Dateci voce. Ascoltateci. Non permettete che ci rendano invisibili. In Afghanistan le donne sono, di nuovo, oggetto accessorio, proprietà maschile. I talebani non sono cambiati. La loro amministrazione non va riconosciuta se non riconoscono i diritti delle donne, i diritti umani, cessano le torture, garantiscono a tutte l’istruzione.
«La voce delle donne si è fatta più forte in questi 20 anni, ma la crisi è grave. Resistere non basterà e costerà molte vite». Lo ha detto la studiosa e attivista Orzala Ashraf Nemat intervenendo ieri all’incontro Con le donne afghane, contro ogni violenza nel mondo, promosso e ospitato dal Ministero degli Affari Esteri e della Cooperazione Internazionale, in collaborazione con il media civico Le Contemporanee e la Ong Non C’è Pace Senza Giustizia, e con la viceministra Marina Sereni a fare gli onori di casa.
«Non c’è luce, non ho cibo, non posso andare a scuola e non posso vedere i miei amici. Sto seduta». Racconta una ragazza afghana appena arrivata in Italia di una sua piccola amica.

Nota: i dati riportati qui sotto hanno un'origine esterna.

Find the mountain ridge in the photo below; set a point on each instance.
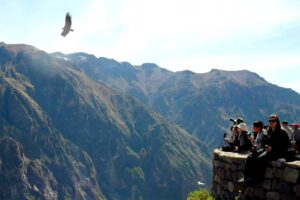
(133, 151)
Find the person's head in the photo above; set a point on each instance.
(257, 126)
(242, 127)
(274, 122)
(284, 123)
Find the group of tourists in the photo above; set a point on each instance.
(264, 143)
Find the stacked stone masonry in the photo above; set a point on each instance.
(281, 181)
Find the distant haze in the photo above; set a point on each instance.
(259, 35)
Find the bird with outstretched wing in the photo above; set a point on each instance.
(67, 27)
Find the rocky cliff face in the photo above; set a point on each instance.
(200, 103)
(92, 138)
(281, 179)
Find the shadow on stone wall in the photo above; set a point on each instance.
(281, 181)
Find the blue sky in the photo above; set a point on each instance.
(262, 36)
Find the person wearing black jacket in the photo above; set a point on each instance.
(277, 143)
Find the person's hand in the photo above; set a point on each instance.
(268, 148)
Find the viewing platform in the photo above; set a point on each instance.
(281, 180)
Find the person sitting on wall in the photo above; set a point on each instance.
(259, 137)
(276, 146)
(232, 140)
(243, 143)
(285, 126)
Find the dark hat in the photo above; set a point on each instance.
(239, 120)
(258, 124)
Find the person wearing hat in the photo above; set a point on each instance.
(243, 144)
(285, 126)
(277, 144)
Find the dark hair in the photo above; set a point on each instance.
(258, 124)
(278, 126)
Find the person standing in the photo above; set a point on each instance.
(276, 146)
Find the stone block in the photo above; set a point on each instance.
(272, 196)
(233, 167)
(228, 175)
(278, 173)
(288, 196)
(296, 189)
(249, 191)
(259, 193)
(290, 175)
(267, 184)
(278, 164)
(230, 186)
(269, 172)
(283, 187)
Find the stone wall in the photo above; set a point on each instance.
(281, 179)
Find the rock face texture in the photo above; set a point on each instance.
(281, 179)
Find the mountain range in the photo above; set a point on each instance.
(79, 127)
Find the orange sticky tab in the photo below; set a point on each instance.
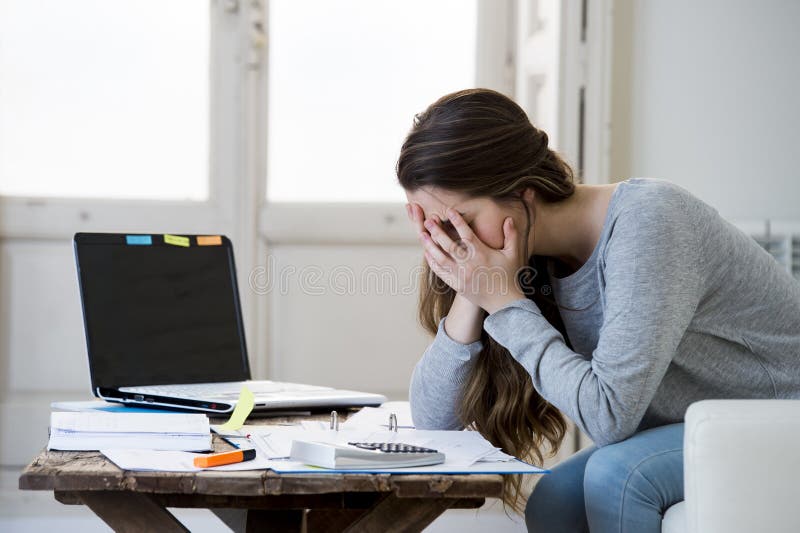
(219, 459)
(209, 240)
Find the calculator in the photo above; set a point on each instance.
(392, 447)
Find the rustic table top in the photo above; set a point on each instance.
(63, 471)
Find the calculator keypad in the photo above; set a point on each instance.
(392, 447)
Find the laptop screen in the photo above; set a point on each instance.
(158, 313)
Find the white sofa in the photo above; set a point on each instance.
(742, 468)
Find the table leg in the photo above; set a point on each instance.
(251, 520)
(393, 514)
(127, 511)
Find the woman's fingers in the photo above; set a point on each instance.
(443, 273)
(441, 237)
(463, 229)
(433, 249)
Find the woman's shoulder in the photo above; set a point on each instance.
(659, 200)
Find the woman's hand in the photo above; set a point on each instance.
(485, 276)
(464, 322)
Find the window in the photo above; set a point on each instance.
(345, 81)
(104, 99)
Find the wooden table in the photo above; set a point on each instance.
(255, 500)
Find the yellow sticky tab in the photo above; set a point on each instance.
(176, 240)
(209, 240)
(243, 409)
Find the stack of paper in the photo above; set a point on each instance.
(99, 430)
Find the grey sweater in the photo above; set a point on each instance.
(674, 305)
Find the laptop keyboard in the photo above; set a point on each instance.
(229, 390)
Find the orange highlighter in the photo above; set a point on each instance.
(224, 458)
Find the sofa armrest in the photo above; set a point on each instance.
(742, 466)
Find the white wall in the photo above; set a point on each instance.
(707, 95)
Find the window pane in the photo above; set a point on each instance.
(104, 98)
(346, 79)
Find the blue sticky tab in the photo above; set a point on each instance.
(139, 239)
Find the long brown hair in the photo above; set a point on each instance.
(480, 143)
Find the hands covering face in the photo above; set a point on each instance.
(485, 276)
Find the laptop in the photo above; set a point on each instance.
(164, 327)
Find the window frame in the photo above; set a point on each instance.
(383, 222)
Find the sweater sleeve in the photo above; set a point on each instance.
(652, 289)
(437, 381)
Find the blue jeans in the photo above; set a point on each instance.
(623, 487)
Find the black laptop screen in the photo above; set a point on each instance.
(159, 313)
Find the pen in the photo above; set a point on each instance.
(224, 458)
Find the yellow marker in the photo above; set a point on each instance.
(176, 240)
(243, 409)
(209, 240)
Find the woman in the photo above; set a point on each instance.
(617, 305)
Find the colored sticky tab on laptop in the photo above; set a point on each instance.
(209, 240)
(139, 240)
(242, 410)
(176, 240)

«È apartheid di genere, i talebani non riconoscono i diritti di oltre metà della popolazione», ha detto Shaharzad Akbar, ex giornalista della BBC e antropologa, ora a capo della commissione afghana indipendente per i diritti umani. I talebani si vantano di aver sconfitto la Nato ma non hanno competenze per governare e i cervelli fuggono o vengono uccisi. Il paese è in piena crisi umanitaria e servono aiuti economici per fronteggiarla – prosegue Akbar – ma se li dai, riconosci il governo».
«In vent’anni ho visto le donne cambiare», racconta emozionata la giovane attivista afghana dell’Ong Pangea, «adesso i sogni sono perduti. Noi lotteremo e moriremo e non ci fermeremo. Ma se non mangiamo come possiamo resistere? Abbiamo bisogno di denaro. Aiutateci».
Contatti con l’amministrazione talebana appaiono essenziali, dice Emma Bonino: «Abbiamo siglato accordi con i talebani e con il Pakistan per i corridoi umanitari. Collaborare non vuol dire legittimare. Il governo talebano non va riconosciuto», anche per non permettergli l’accesso ai fondi Onu. «Datemi idee però, perché io le ho finite. Mi sento impotente».
Sull’accoglienza e l’integrazione delle rifugiate afghane, competenza degli Interni, fornisce qualche dato il sottosegretario Ivan Scalfarotto: 4.890 rifugiate/i nei CAS e SAI (ex SPRAR), di cui 1.300 circa sono donne e 1.400 i bambini, oltre 25 minori non accompagnati. Il programma prevede un ingresso di altre 1.200 persone. Poche secondo Pangea che segnala 2.500 attiviste da salvare. «Intanto usiamo i numeri che abbiamo» dice però Marina Sereni «nel frattempo è in corso un confronto nel tavolo tecnico, costituito a fine agosto, intorno al modello del Community Sponsor canadese»: una comunità (un comune), un’associazione, piuttosto che una cooperativa, si propone con un progetto di accoglienza e integrazione delle e dei rifugiati; si potrebbe così forzare tetto dei 1200 rifugiate/i. Condizione: non essere di «passaggio» verso altri paesi UE.
Tutte insistono sull’importanza della mobilitazione della società civile, ong, volontariato. Solo loro riescono veramente a penetrare i territori e ad arrivare alle esigenze delle donne e dei cittadini più fragili. Ma quando si parla di fondi, il discorso si perde sui grandi numeri (150 milioni stanziati di cui 100 a fini umanitari) e sulle agenzie internazionali.
Ma, quali fondi per l’accoglienza e quali per garantire la sopravvivenza in Afghanistan saranno a disposizione delle ong e dell’associazionismo? Occorre accedere alla raccolta diretta sembra.
E poi le associazioni, tante, Pangea, le case delle donne di Roma e di Bologna, Save the Children e Action Aid, Amina e Sant’Egidio, Afghanistan 2030, OIM, AOI, Cospe, Intersos.
Tutte a disposizione, tutte impegnate con gli strumenti che hanno. Andiamo avanti dunque, con pazienza e con queste tessiture di reti di donne come ha dimostrato possibile il ricco dialogo di ieri.